The medullae and lobulae, for instance, are tilted further outwards in the NMR images for more than half their thickness. Especially the lower ends are located much closer to the corresponding compound eyes. The antennal lobes are located closer to the front of the bee's head and the calyces stand further upright than in the CLM images. Thus, the deformation of the brain during the dissection is not negligible. Absolute values for the displacements of the different structures are difficult to interpret, since, for example, the linear displacement of 130 µm for the left medulla measured in Figure 5a is the cumulative result of the displacement of the medulla and of the structures closer to the center of the bee brain.

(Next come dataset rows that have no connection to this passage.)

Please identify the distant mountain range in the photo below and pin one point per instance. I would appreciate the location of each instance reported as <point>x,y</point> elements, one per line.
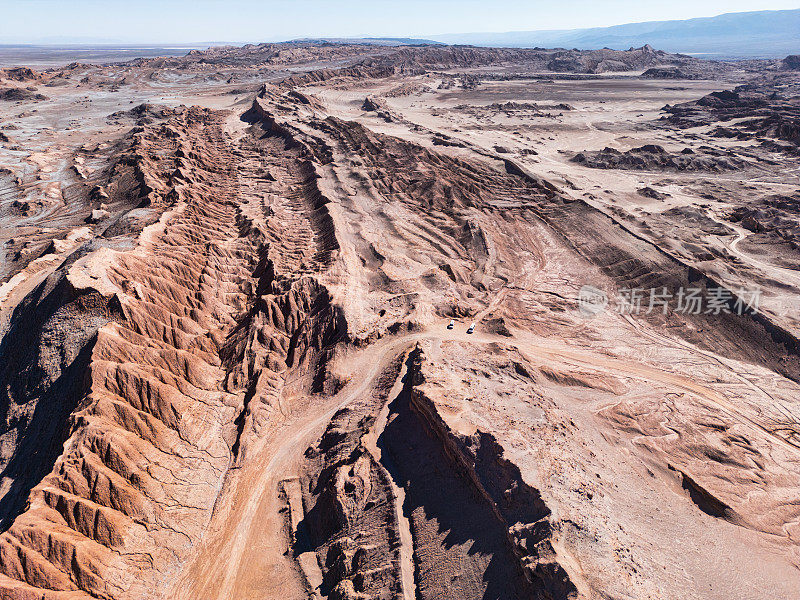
<point>761,34</point>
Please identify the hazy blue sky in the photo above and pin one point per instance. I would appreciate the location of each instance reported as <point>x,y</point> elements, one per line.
<point>150,21</point>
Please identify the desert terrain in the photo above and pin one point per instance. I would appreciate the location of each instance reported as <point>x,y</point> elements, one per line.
<point>236,291</point>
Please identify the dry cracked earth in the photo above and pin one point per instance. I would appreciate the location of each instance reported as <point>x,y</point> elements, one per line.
<point>226,366</point>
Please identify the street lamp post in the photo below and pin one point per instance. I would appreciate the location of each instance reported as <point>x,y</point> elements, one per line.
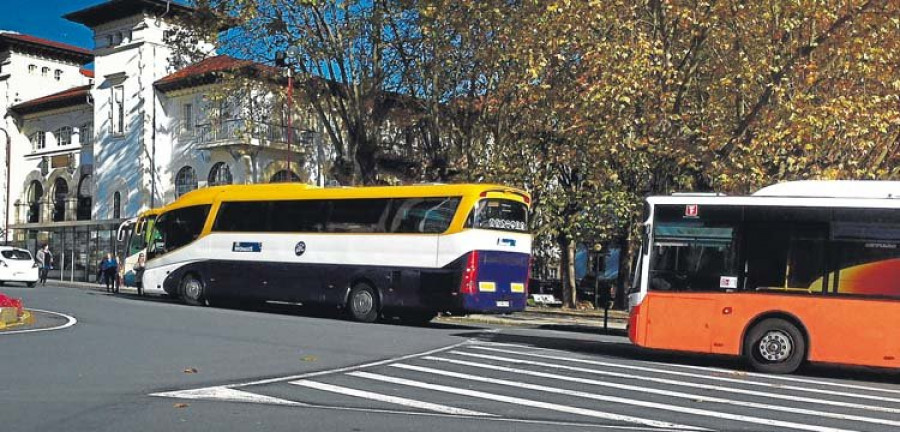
<point>6,204</point>
<point>281,61</point>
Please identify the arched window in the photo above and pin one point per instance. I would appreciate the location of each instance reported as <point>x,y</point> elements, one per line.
<point>35,194</point>
<point>185,181</point>
<point>220,174</point>
<point>284,176</point>
<point>117,205</point>
<point>63,136</point>
<point>85,194</point>
<point>60,192</point>
<point>38,140</point>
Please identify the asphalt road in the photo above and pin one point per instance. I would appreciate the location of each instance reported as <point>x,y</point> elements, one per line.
<point>138,364</point>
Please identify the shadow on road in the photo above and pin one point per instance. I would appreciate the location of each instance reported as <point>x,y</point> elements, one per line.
<point>620,348</point>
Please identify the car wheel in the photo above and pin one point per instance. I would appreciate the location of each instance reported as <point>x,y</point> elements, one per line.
<point>362,303</point>
<point>775,345</point>
<point>193,292</point>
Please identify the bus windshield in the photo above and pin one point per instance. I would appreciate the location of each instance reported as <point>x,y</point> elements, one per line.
<point>500,214</point>
<point>177,228</point>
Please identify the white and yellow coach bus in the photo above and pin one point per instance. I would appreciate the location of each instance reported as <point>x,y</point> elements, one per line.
<point>407,251</point>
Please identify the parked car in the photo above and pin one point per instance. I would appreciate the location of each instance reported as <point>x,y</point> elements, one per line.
<point>17,265</point>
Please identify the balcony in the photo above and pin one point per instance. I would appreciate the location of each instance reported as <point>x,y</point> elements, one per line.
<point>239,132</point>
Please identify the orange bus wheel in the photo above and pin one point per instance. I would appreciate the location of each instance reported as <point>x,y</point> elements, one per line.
<point>775,345</point>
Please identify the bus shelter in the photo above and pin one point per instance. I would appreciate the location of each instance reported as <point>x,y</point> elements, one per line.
<point>78,247</point>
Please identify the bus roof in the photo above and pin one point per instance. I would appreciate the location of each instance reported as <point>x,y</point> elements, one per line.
<point>833,189</point>
<point>283,191</point>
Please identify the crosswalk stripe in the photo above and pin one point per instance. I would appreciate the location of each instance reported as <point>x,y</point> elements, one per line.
<point>694,397</point>
<point>634,402</point>
<point>714,378</point>
<point>524,402</point>
<point>389,399</point>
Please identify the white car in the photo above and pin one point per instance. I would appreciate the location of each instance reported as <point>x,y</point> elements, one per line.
<point>17,265</point>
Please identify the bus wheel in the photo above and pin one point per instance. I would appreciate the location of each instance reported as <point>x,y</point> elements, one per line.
<point>192,291</point>
<point>362,303</point>
<point>775,346</point>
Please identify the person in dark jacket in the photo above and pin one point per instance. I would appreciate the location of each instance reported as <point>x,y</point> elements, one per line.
<point>110,269</point>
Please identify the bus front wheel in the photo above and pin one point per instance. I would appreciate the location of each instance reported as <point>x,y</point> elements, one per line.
<point>192,290</point>
<point>362,303</point>
<point>775,345</point>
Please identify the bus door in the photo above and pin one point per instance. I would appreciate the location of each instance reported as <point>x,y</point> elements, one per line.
<point>691,263</point>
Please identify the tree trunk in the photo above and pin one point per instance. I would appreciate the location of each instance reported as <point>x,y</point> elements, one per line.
<point>567,271</point>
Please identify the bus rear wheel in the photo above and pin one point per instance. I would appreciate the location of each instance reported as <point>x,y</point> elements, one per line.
<point>362,303</point>
<point>776,346</point>
<point>192,290</point>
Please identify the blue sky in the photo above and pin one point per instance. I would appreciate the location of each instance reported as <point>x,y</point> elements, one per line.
<point>43,18</point>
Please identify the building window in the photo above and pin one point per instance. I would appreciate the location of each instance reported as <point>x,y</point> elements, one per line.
<point>117,110</point>
<point>185,181</point>
<point>220,174</point>
<point>85,192</point>
<point>60,192</point>
<point>187,119</point>
<point>38,140</point>
<point>117,205</point>
<point>63,136</point>
<point>285,176</point>
<point>35,194</point>
<point>86,134</point>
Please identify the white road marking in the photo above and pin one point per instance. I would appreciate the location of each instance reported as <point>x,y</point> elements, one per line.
<point>718,378</point>
<point>390,399</point>
<point>689,396</point>
<point>524,402</point>
<point>634,402</point>
<point>70,321</point>
<point>223,393</point>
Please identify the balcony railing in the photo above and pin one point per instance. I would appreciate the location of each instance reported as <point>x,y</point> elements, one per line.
<point>244,132</point>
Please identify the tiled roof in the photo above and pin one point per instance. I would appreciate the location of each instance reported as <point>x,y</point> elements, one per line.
<point>71,97</point>
<point>110,10</point>
<point>70,51</point>
<point>206,71</point>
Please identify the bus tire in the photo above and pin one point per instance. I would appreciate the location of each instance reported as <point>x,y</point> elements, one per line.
<point>362,303</point>
<point>193,292</point>
<point>775,345</point>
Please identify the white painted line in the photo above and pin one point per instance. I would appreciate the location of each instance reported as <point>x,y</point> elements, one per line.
<point>615,399</point>
<point>523,402</point>
<point>718,378</point>
<point>226,394</point>
<point>390,399</point>
<point>786,378</point>
<point>643,389</point>
<point>70,321</point>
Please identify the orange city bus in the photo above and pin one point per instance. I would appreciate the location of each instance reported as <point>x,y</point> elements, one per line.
<point>798,271</point>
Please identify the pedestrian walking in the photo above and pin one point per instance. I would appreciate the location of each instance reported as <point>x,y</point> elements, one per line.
<point>44,260</point>
<point>110,269</point>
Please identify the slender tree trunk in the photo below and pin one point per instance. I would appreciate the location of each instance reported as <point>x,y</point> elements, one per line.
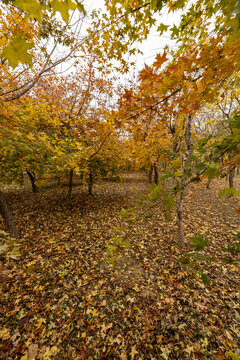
<point>90,183</point>
<point>231,173</point>
<point>155,174</point>
<point>7,216</point>
<point>150,171</point>
<point>208,184</point>
<point>70,184</point>
<point>231,177</point>
<point>32,178</point>
<point>180,232</point>
<point>189,150</point>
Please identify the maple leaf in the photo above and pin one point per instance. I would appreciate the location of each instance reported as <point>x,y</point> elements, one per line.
<point>32,351</point>
<point>133,352</point>
<point>17,50</point>
<point>160,59</point>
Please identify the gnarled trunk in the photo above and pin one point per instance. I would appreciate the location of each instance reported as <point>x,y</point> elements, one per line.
<point>70,184</point>
<point>155,174</point>
<point>90,183</point>
<point>150,171</point>
<point>32,178</point>
<point>7,216</point>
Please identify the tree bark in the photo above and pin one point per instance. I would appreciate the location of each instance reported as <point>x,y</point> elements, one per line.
<point>155,174</point>
<point>90,183</point>
<point>189,150</point>
<point>150,171</point>
<point>70,184</point>
<point>180,232</point>
<point>32,178</point>
<point>208,184</point>
<point>231,173</point>
<point>7,216</point>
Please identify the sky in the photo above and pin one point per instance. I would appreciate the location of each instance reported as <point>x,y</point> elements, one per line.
<point>154,43</point>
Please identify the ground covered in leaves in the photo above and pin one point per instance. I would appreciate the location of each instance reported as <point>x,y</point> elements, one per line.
<point>61,299</point>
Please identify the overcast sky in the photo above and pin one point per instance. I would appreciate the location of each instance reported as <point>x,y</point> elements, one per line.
<point>155,43</point>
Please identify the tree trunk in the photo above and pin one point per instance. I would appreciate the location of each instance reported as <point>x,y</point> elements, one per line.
<point>7,216</point>
<point>32,178</point>
<point>150,171</point>
<point>231,177</point>
<point>90,183</point>
<point>70,184</point>
<point>189,150</point>
<point>180,232</point>
<point>231,173</point>
<point>155,174</point>
<point>208,184</point>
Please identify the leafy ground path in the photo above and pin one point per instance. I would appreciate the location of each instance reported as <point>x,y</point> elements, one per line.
<point>62,300</point>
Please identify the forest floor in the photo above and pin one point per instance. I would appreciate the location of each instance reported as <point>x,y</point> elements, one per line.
<point>61,299</point>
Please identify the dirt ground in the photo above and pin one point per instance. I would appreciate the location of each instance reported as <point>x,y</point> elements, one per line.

Here the three-dimensional structure of the honeybee brain has to our knowledge been studied for the first time very close to its natural shape in the intact head capsule. Thanks to the non-invasiveness of the NMR experiments, the brain was still stretched out between its attachment points in the head capsule, and merely needed to be lightly fixed and neither dehydrated nor cleared. Thus, we were not only able to obtain detailed information about the shapes and volumes of the different brain compartments, but also to determine their relative orientations toward each other in the surrounding head capsule. Compared to CLM experiments, the brain in the NMR images is tilted outward, which again correlates well to the fact that the brain is stretched out and kept under tension in the head capsule. Based on the results from NMR microscopy it is now possible to establish a standard bee brain model of the brain close to its natural shape in the head capsule. The existing results from other imaging techniques of dissected brains can be implemented in this new standard model of the brain in its natural shape by using nonaffine correction algorithms to morph the obtained dissected geometry to the natural geometry in the head capsule (Rohlfing et al. 2001, 2003).
In conclusion, the NMR microscopy experiments allow visualizing the honeybee brain in its natural shape that, combined with the existing CLM data, allow us to quantify the small but significant changes in the size and stereo geometry of the different brain structures that take place during the dissection and subsequent fixation of the brain outside the head capsule.